Sie war ja selbst an allem schuld! Das hatte sie davon, wenn sie mit einem umwerfenden Fremden in einer lauen Nacht unter einem romantischen Sternenhimmel auf der Terrasse stand!

Yiorgos Coustakis’ Erbin! So hatte er sie genannt! Was für eine Ironie! Beinahe hätte sie laut gelacht, denn sie konnte sich lebhaft die Reaktion ihres Großvaters ausmalen, wenn Nikos Vassilis tatsächlich um ihre Hand anhielt – und zwar unter dem Vorwand, ihre Ehre retten zu wollen! Dabei hatte der alte Mann sie doch als Tochter einer Hure bezeichnet!
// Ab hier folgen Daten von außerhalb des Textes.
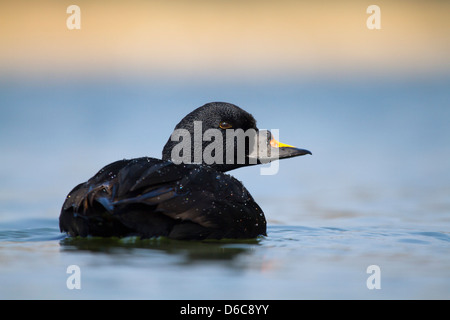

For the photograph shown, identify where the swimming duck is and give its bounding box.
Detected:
[59,102,311,240]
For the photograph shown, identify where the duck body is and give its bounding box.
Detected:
[59,102,310,240]
[60,157,266,240]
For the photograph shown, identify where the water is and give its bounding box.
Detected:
[0,78,450,299]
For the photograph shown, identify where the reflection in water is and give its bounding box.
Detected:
[60,237,261,263]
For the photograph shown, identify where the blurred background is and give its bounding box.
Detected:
[0,0,450,226]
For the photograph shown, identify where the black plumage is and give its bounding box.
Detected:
[59,103,310,239]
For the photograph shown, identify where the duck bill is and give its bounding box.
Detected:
[269,138,312,159]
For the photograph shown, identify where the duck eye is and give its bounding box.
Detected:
[219,121,233,129]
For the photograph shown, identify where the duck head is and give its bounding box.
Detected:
[162,102,311,172]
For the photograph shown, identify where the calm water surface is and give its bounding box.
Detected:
[0,78,450,299]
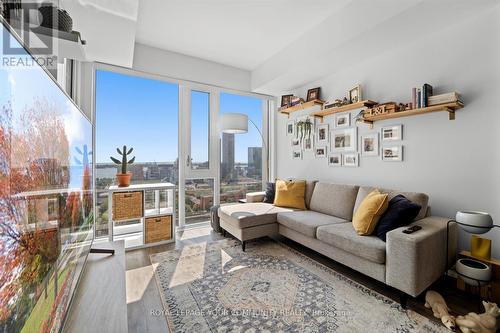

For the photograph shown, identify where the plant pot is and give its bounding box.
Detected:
[116,172,132,187]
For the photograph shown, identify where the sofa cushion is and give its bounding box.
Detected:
[278,210,352,238]
[219,202,293,229]
[316,223,385,264]
[375,194,422,242]
[310,182,359,221]
[264,182,276,203]
[274,179,306,209]
[352,190,389,236]
[353,186,429,221]
[306,180,317,209]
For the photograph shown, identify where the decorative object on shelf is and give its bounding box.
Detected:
[316,124,329,146]
[307,87,321,102]
[428,91,463,106]
[109,146,135,187]
[382,145,403,162]
[281,95,293,107]
[314,146,326,158]
[302,137,313,151]
[290,96,304,106]
[361,132,379,156]
[331,127,358,151]
[342,153,359,167]
[470,235,491,260]
[364,102,399,116]
[456,258,491,287]
[328,154,342,166]
[335,112,351,128]
[425,290,456,331]
[456,301,500,333]
[348,84,363,103]
[286,120,295,136]
[295,116,314,143]
[292,149,302,160]
[380,125,403,142]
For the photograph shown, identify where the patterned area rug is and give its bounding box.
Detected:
[151,239,447,333]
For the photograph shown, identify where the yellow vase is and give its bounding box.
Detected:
[470,235,491,260]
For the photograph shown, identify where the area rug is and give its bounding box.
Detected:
[151,239,446,333]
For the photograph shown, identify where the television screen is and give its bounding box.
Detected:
[0,22,94,332]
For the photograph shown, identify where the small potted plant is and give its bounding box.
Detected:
[109,146,135,187]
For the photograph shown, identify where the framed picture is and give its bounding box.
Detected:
[361,133,378,156]
[380,125,403,142]
[302,137,313,150]
[314,146,326,158]
[291,138,300,149]
[382,145,403,162]
[292,149,302,160]
[342,153,359,167]
[347,84,362,103]
[331,127,358,151]
[307,87,321,102]
[286,120,295,136]
[328,154,342,166]
[281,95,293,107]
[335,112,351,128]
[316,124,329,146]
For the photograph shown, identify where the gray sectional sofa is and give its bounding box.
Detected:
[219,181,457,297]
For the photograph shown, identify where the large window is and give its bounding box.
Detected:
[220,93,264,203]
[95,70,179,236]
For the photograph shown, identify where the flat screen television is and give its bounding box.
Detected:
[0,18,94,332]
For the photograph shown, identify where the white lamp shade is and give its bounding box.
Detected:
[455,211,493,234]
[219,113,248,134]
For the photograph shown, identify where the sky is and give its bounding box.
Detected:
[0,24,92,188]
[96,70,263,163]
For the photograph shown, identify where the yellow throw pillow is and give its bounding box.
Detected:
[274,180,306,210]
[352,190,389,236]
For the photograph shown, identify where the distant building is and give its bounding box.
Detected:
[221,133,237,183]
[247,147,262,179]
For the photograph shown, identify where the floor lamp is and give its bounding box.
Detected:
[218,113,269,182]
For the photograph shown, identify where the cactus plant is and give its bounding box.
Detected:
[109,146,135,174]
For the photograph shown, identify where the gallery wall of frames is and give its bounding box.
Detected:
[286,112,404,167]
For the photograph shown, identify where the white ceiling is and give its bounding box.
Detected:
[136,0,349,70]
[60,0,500,94]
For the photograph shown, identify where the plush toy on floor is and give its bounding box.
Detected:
[425,290,455,331]
[457,301,500,333]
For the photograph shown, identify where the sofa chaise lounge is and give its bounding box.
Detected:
[219,181,457,306]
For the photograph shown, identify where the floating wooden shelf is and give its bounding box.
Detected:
[279,99,325,116]
[361,102,464,125]
[312,100,377,122]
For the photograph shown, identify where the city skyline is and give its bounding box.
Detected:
[95,70,263,163]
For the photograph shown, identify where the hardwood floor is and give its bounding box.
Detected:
[126,225,476,333]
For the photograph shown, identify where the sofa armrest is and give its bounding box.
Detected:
[385,216,458,297]
[246,191,266,203]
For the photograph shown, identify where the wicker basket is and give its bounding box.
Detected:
[144,215,172,243]
[113,191,143,221]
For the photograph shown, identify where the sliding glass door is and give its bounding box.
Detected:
[95,69,179,237]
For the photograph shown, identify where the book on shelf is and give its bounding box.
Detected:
[422,83,432,108]
[411,88,417,108]
[429,92,463,106]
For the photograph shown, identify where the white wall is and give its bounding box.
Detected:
[276,7,500,257]
[133,43,250,91]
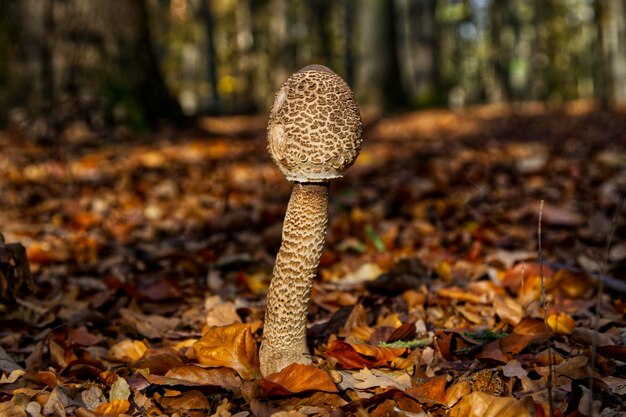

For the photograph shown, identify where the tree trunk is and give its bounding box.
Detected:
[2,0,183,136]
[595,0,626,105]
[395,0,438,107]
[355,0,405,113]
[200,0,220,113]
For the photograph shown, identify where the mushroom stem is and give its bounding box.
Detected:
[259,182,329,376]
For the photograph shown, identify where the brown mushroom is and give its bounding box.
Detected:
[260,65,362,375]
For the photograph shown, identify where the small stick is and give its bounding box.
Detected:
[587,195,624,416]
[537,200,554,417]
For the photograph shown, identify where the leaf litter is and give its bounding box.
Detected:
[0,103,626,417]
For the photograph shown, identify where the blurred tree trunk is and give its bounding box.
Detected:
[2,0,182,136]
[395,0,438,107]
[355,0,405,113]
[200,0,220,113]
[488,0,513,103]
[341,0,354,86]
[595,0,626,105]
[268,0,296,91]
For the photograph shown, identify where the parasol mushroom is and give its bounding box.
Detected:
[259,65,362,376]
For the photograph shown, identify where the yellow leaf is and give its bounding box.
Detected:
[94,400,130,417]
[259,363,339,397]
[547,313,576,334]
[109,339,148,362]
[193,323,259,379]
[450,391,535,417]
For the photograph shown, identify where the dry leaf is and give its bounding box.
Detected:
[352,368,411,390]
[94,400,130,417]
[165,365,241,391]
[120,308,180,339]
[108,339,148,362]
[546,313,576,334]
[493,296,524,326]
[502,359,528,378]
[259,363,339,397]
[0,401,27,417]
[405,375,448,404]
[326,340,407,369]
[131,348,183,375]
[450,392,535,417]
[155,390,211,414]
[193,323,260,379]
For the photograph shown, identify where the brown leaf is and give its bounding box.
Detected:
[193,323,259,379]
[546,313,576,334]
[165,365,241,391]
[94,400,130,417]
[450,392,535,417]
[500,318,547,354]
[120,308,180,339]
[405,375,448,404]
[0,401,27,417]
[155,390,211,413]
[493,296,524,326]
[108,339,148,362]
[326,340,407,369]
[131,348,183,375]
[259,363,339,397]
[67,326,104,346]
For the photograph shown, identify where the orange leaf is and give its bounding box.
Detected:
[405,375,448,404]
[193,323,259,379]
[165,365,241,391]
[450,391,535,417]
[326,340,407,369]
[259,363,339,397]
[547,313,576,334]
[94,400,130,417]
[156,390,211,415]
[109,339,148,362]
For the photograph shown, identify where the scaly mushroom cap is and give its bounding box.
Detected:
[267,65,363,182]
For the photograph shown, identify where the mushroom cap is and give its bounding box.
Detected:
[267,65,363,182]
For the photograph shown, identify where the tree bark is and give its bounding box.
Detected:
[355,0,405,113]
[2,0,183,135]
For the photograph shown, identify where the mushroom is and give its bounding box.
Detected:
[259,65,363,376]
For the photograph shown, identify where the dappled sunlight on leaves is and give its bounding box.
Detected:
[0,105,626,417]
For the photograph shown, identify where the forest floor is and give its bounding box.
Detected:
[0,103,626,417]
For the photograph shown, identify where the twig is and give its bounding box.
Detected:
[537,200,554,417]
[587,195,624,416]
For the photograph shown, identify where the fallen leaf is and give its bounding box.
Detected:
[352,368,411,391]
[546,313,576,334]
[405,375,448,404]
[0,401,27,417]
[259,364,339,397]
[156,365,241,391]
[0,369,26,384]
[326,340,407,369]
[502,359,528,378]
[193,323,260,379]
[493,296,524,326]
[108,339,148,362]
[450,392,535,417]
[155,390,211,414]
[130,348,183,375]
[120,308,180,339]
[93,400,130,417]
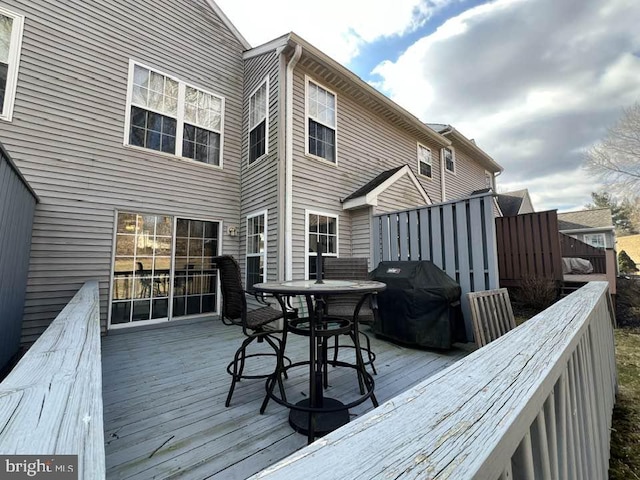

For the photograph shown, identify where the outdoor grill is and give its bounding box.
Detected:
[371,261,466,349]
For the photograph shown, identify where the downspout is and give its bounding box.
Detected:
[438,125,453,202]
[284,45,302,280]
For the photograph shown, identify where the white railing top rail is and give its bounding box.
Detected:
[0,280,105,479]
[253,282,613,480]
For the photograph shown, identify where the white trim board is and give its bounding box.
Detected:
[342,165,433,210]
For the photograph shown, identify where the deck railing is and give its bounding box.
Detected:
[253,282,617,480]
[0,280,105,479]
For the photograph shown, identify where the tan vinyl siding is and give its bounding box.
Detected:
[444,141,487,200]
[518,195,535,214]
[240,51,280,280]
[293,62,440,278]
[0,0,243,343]
[375,175,426,214]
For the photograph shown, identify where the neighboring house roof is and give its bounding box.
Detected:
[425,123,504,173]
[617,235,640,265]
[558,208,614,231]
[243,32,451,146]
[498,188,533,217]
[342,165,432,210]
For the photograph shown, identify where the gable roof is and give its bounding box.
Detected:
[205,0,251,50]
[243,32,451,146]
[425,123,504,173]
[558,208,613,231]
[498,188,529,217]
[342,165,432,210]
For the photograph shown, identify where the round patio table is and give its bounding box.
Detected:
[253,280,386,443]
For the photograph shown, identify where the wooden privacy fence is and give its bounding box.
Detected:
[372,193,498,341]
[0,143,38,372]
[252,282,617,480]
[496,210,562,287]
[0,280,105,479]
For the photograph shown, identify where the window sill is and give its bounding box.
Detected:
[124,144,223,170]
[304,152,338,167]
[247,152,269,169]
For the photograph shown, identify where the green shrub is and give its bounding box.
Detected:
[514,277,558,311]
[618,250,638,273]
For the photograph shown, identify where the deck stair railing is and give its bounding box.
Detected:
[0,280,105,480]
[253,282,617,480]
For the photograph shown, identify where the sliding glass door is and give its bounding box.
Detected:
[110,212,220,325]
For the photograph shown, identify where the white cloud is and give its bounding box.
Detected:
[373,0,640,208]
[216,0,454,64]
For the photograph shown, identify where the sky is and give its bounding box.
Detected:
[216,0,640,211]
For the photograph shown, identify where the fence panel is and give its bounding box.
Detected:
[0,144,38,371]
[372,193,499,341]
[495,210,562,287]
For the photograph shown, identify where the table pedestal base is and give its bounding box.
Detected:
[289,398,349,437]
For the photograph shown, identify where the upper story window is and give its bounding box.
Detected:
[442,148,456,173]
[306,79,337,163]
[249,78,269,164]
[125,61,224,166]
[418,144,433,178]
[245,211,267,289]
[484,170,493,188]
[0,8,24,122]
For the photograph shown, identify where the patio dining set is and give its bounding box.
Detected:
[214,255,480,443]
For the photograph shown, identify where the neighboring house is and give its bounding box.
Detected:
[498,188,535,217]
[0,0,501,343]
[616,235,640,267]
[558,208,616,248]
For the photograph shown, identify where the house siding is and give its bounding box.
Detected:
[240,51,280,280]
[444,144,487,200]
[0,148,36,372]
[0,0,243,343]
[375,175,426,215]
[293,66,441,278]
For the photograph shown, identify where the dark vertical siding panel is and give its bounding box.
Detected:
[0,150,36,370]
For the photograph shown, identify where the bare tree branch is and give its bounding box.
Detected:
[585,103,640,196]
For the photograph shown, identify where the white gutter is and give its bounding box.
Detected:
[284,45,302,280]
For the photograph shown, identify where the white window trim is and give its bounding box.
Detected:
[304,210,340,278]
[440,147,458,176]
[0,7,24,122]
[582,233,607,248]
[304,75,338,167]
[123,58,225,169]
[247,75,269,167]
[244,210,269,288]
[484,170,495,190]
[416,142,433,180]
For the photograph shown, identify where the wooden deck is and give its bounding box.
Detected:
[102,321,468,480]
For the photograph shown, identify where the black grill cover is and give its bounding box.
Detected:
[371,261,466,349]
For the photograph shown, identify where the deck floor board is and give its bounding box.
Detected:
[102,321,467,480]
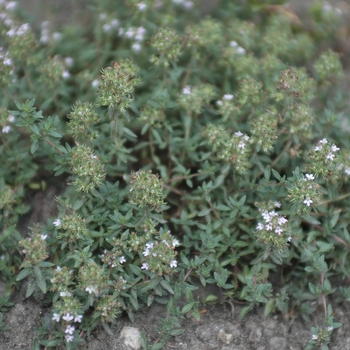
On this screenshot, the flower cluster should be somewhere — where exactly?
[202,124,251,174]
[0,108,16,134]
[150,28,181,67]
[178,84,215,114]
[70,143,106,192]
[18,224,49,267]
[130,170,165,212]
[141,231,180,275]
[52,295,83,343]
[288,171,322,215]
[96,295,123,323]
[97,59,141,111]
[306,138,340,180]
[101,249,126,268]
[0,47,15,86]
[255,201,292,249]
[274,67,315,103]
[98,13,120,33]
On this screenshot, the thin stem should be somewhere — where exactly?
[320,193,350,205]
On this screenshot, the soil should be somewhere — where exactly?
[0,0,350,350]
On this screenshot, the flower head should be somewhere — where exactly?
[52,313,61,322]
[303,197,313,207]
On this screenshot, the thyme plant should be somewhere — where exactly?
[0,0,350,350]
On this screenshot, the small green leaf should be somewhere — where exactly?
[197,208,211,216]
[33,266,46,294]
[181,301,195,314]
[16,268,32,281]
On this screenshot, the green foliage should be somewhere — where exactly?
[0,0,350,350]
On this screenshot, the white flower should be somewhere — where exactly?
[326,153,334,160]
[64,57,74,67]
[102,23,112,33]
[85,286,96,294]
[131,43,142,52]
[141,263,149,270]
[256,222,264,231]
[53,219,61,227]
[4,57,12,66]
[275,226,283,235]
[183,1,194,10]
[303,197,313,207]
[238,141,245,149]
[5,1,17,11]
[74,315,83,323]
[52,32,62,41]
[182,85,191,95]
[331,145,340,152]
[305,174,315,180]
[64,325,75,335]
[62,312,74,322]
[236,46,245,55]
[277,216,288,225]
[223,94,233,101]
[146,242,154,249]
[170,260,177,267]
[136,2,147,11]
[65,334,74,343]
[265,223,272,231]
[91,79,100,89]
[52,313,61,322]
[110,18,119,28]
[62,70,70,79]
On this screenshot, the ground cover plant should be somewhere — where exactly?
[0,0,350,350]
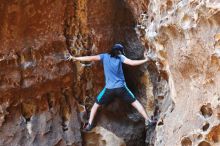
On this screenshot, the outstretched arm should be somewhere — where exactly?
[124,58,149,66]
[68,55,101,61]
[124,51,151,66]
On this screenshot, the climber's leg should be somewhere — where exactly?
[131,100,150,120]
[89,103,100,124]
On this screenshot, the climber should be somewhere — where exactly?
[68,44,156,131]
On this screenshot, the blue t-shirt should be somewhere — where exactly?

„Erpressen?“, fragte Nikos wütend. Was war mit dem Mädchen los? Sie stellte ihn ja auf eine Stufe mit Yiorgos Coustakis! Das war unerträglich! „Wie kannst du es wagen, mir so etwas zu unterstellen?“

Andrea lachte spöttisch. „Wie sollte ich es sonst nennen? Sie haben versucht, mich in eine Falle zu locken, damit Sie das Firmenimperium unter Ihre Kontrolle bekommen. Lassen Sie sich eins gesagt sein, Mr Vassilis: Mein Großvater wird Sie auslachen!“

„Das glaube ich nicht“, erwiderte er kalt, „es war nämlich seine Idee.“

Andrea glaubte, sich verhört zu haben. „Wollen Sie mir tatsächlich weismachen, dass mein Großvater davon …“ Ihr fehlten die Worte. „Er will diese Hochzeit?“, fragte sie schließlich leise.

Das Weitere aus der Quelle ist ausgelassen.